Anda di halaman 1dari 7

Nama: Muhammad Arief Surachman

NIM: 1710313210035
Kelas: D
Jurusan: S1 Akuntansi

PAJAK PPH PASAL 24

 Pengertian PPh Pasal 24


Pada dasarnya PPh Pasal 24 mengatur tentang besarnya kredit pajak yang dapat diperhitungkan
atas pemotongan pajak/ pajak yang dibayar/ pajak yang terutang di luar negeri. Hal ini sesuai
dengan ayat 1 dan 2 Pasal 24 UU PPh :

1. Pajak yang dibayar atau terutang di luar negeri atas penghasilan dari luar negeri yang
diterima atau diperoleh Wajib Pajak dalam negeri boleh dikreditkan terhadap pajak yang
terutang berdasarkan Undang-undang ini dalam tahun pajak yang sama.
2. Besarnya kredit pajak sebagaimana dimaksud pada ayat (1) adalah sebesar pajak
penghasilan yang dibayar atau terutang di luar negeri tetapi tidak boleh melebihi
penghitungan pajak yang terutang berdasarkan Undang-undang ini.

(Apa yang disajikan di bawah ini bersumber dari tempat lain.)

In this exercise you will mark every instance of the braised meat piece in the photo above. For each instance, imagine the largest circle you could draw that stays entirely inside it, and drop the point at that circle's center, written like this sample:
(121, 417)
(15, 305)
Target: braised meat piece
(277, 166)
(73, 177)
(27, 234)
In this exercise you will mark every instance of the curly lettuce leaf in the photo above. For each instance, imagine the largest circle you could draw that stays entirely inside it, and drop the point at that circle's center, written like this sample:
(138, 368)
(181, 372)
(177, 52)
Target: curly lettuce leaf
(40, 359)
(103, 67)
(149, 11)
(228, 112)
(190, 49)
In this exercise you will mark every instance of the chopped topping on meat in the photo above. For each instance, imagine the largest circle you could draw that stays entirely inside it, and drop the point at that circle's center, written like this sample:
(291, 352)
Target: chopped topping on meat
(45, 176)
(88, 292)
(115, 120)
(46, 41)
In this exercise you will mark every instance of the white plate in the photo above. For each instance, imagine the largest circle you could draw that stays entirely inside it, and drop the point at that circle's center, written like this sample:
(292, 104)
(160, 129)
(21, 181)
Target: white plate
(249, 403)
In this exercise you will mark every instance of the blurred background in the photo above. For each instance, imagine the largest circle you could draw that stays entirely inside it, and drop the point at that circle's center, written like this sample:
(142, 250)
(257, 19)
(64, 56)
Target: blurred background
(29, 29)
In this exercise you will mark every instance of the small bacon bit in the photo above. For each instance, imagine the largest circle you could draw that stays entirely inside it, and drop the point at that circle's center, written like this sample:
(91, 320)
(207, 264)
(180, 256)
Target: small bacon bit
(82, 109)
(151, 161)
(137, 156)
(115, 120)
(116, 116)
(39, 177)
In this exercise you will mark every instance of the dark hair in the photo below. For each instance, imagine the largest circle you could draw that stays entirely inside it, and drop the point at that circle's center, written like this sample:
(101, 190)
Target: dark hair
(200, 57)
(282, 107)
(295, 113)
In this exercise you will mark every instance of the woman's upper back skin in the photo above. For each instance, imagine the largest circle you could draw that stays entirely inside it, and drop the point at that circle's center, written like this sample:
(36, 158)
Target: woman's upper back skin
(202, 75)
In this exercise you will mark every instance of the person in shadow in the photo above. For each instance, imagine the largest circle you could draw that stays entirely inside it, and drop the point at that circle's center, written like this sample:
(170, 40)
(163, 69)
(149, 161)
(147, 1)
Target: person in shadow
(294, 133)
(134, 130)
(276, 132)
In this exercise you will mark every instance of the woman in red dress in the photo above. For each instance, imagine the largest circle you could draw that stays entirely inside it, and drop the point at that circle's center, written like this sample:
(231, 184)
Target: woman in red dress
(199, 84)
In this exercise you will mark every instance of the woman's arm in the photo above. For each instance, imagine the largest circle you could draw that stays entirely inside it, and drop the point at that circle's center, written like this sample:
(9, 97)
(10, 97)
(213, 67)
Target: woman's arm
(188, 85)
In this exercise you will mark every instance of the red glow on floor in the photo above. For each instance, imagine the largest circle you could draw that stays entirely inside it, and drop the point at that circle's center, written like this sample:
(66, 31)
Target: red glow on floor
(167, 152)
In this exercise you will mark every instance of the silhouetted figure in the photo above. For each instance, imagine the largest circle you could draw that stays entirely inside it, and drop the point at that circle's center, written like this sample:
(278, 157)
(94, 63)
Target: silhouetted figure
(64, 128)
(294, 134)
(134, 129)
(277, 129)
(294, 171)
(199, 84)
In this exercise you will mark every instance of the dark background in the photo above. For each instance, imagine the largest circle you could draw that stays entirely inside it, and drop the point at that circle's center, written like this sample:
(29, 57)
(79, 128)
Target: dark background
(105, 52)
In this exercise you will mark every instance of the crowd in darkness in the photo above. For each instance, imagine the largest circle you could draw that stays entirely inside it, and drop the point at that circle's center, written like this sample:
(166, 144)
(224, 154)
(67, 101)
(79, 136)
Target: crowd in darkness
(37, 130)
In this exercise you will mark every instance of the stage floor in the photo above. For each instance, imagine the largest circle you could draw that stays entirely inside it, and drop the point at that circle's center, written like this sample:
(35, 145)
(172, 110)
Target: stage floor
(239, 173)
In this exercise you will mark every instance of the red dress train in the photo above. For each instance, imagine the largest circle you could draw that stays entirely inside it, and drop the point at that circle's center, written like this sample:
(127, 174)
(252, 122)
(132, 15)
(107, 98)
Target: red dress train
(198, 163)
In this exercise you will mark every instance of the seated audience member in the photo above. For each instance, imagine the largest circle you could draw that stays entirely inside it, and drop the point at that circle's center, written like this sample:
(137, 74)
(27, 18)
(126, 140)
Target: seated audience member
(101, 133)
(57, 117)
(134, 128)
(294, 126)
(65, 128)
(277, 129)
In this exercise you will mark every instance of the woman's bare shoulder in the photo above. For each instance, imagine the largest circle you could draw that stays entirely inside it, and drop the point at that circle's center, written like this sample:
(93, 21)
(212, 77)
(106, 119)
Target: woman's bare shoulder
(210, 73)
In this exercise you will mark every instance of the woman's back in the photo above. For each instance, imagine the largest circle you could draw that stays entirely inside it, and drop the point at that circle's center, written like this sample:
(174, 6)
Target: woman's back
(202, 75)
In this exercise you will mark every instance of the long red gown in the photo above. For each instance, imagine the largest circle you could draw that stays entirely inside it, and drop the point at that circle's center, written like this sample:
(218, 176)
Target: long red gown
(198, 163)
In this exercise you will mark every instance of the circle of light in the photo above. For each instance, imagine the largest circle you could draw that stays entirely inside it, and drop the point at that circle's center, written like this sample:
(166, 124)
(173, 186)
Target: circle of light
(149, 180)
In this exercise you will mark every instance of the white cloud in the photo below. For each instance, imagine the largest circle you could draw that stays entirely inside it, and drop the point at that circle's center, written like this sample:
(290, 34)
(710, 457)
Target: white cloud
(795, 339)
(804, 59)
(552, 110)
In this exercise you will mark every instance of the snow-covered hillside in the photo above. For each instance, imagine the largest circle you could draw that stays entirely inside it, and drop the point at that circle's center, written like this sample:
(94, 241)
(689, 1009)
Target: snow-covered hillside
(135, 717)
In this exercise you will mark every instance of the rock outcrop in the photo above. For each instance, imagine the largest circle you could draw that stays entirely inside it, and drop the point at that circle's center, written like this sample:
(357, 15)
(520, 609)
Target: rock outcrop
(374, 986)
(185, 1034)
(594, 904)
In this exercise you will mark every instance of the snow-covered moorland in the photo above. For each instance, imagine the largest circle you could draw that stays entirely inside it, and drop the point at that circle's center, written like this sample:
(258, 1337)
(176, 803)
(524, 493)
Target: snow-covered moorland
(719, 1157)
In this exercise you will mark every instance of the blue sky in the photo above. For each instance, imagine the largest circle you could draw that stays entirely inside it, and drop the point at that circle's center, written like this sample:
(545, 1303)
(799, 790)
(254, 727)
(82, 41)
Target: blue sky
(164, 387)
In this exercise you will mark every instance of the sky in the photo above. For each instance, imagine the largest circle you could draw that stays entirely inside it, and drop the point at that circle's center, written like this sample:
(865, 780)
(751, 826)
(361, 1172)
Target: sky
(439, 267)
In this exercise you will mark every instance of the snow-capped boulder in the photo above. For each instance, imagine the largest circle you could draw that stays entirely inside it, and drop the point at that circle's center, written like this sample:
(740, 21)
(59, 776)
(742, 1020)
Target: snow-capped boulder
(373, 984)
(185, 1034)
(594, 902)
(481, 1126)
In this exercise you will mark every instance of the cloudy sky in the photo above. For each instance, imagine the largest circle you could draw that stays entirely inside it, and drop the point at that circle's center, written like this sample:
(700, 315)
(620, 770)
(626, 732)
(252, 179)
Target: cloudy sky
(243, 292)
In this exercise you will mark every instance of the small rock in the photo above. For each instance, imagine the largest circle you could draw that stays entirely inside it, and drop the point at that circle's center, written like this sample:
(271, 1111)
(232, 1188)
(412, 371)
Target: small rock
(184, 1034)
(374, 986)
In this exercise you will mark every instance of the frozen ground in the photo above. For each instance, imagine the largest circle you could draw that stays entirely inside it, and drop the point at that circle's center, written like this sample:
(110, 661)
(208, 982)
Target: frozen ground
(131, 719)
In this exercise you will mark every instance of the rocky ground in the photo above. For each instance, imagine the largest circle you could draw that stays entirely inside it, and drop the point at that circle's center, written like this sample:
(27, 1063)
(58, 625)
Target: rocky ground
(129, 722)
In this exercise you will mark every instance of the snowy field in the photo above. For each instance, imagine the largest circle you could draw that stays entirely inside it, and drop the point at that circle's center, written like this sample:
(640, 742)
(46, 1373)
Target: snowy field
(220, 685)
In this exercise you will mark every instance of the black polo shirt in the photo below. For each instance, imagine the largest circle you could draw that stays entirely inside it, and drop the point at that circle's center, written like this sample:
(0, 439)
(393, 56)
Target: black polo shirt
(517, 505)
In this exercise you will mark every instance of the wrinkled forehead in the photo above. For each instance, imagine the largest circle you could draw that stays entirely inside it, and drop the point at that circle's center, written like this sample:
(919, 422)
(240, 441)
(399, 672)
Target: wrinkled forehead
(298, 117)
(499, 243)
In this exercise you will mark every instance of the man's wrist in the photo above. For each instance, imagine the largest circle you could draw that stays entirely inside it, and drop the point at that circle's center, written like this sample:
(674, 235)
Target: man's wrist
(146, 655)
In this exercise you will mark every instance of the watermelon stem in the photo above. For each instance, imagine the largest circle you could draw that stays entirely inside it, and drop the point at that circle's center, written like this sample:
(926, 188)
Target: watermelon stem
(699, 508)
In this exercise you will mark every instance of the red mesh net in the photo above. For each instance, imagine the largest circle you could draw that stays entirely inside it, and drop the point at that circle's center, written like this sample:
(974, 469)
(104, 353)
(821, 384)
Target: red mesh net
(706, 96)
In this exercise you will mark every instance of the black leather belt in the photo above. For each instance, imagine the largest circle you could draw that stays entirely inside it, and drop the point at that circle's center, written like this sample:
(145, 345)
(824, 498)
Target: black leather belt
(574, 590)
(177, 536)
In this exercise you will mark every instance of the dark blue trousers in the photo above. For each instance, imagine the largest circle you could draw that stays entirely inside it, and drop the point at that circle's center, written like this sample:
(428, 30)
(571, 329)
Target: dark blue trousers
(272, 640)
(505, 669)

Berdasarkan Undang-Undang Nomor 7 Tahun 1983 tentang Pajak Penghasilan dengan


perubahan terakhir dengan Undang-Undang Republik Indonesia Nomor 36 Tahun 2008 tentang
Pajak Penghasilan, Pasal 24 ayat (1), PPh pasal 24 adalah pajak yang dibayarkan atau terutang di
luar negeri atas penghasilan dari luar negeri yang diterima atau diperoleh wajib pajak dalam
negeri boleh dikreditkan terhadap pajak yang terutang berdasarkan Undang-Undang ini dalam
tahun pajak yang sama.

Pajak penghasilan pasal 24 atau kredit pajak luar negeri, merupakan perhitungan berapa besar
jumlah pajak yang sudah dibayar atas penghasilan diluar negeri dan pajak tersebut dapat
dikreditkan atau dikurangkan dari penghasilan yang ada didalam negeri sehingga menghindari
pengenaan pajak berganda.

 Subjek dan Objek PPh Pasal 24


Yang menjadi Subjek PPh Pasal 24 adalah: Wajib Pajak dalam negeri terutang pajak atas seluruh
penghasilan, termasuk penghasilan yang diterima atau diperoleh dari luar negeri.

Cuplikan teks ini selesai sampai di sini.